Kenyans are dissatisfied with the new Social Health Insurance Fund (SHIF) under the new Social Health Authority (SHA) board.
The SHIF is set to roll out in October 2024, but experts warn that the deductions do not tally with the expected healthcare benefits. Below is a list of the monthly salary deductions under SHIF.
Rates: Salary SHIF deductions per month
- Sh10,000: Sh275
- Sh15,000: Sh412
- Sh20,000: Sh550
- Sh30,000: Sh825
- Sh50,000: Sh1,375
- Sh70,000:Sh1,925
- Sh100,000: Sh2,750
- Sh150,000:Sh4125
- Sh200,000: Sh5,500
- Sh500,000: Sh13,750
- Sh1 million: Sh27,500
- Sh5 milllion:Sh137,500
- Sh10 million:Sh275,000
For normal deliveries, SHIF allocates Sh11,200, but the market rate for hospital deliveries starts at around Sh80,000.
This gap raises questions about whether the allocation is sufficient.
For Caesarean sections (C-sections), SHIF offers Sh32,600, while in major hospitals, C-sections can cost between Sh100,000 and Sh150,000. Again, the allocation seems too low to cover real costs.
The scheme allots Sh2,000 per household for dental services, with a limit of Sh650 for specific treatments like tooth extractions and Sh750 for other procedures like dry socket debridement.

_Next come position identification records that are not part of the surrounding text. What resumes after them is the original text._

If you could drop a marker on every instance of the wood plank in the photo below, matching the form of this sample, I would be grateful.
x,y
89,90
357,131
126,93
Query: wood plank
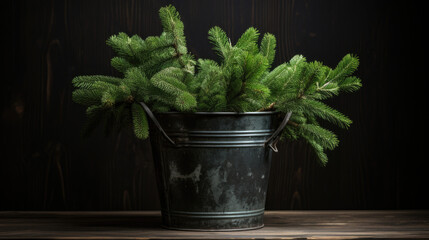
x,y
278,225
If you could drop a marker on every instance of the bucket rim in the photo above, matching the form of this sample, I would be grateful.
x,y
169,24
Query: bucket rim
x,y
220,113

Other capped benefits include Sh1,000 for suturing, Sh1,200 for periodontal treatment, and Sh300 for screening and consultation. Many are concerned these amounts are not enough to meet healthcare needs.
Kenyans speak for themselves, citing pain after pain. After just a year, employees still haven’t recovered from the housing levy and NSSF deductions, and now they’re facing additional costs.
The thought of paying Sh104 billion solely for the system and to a foreign company stings deeply.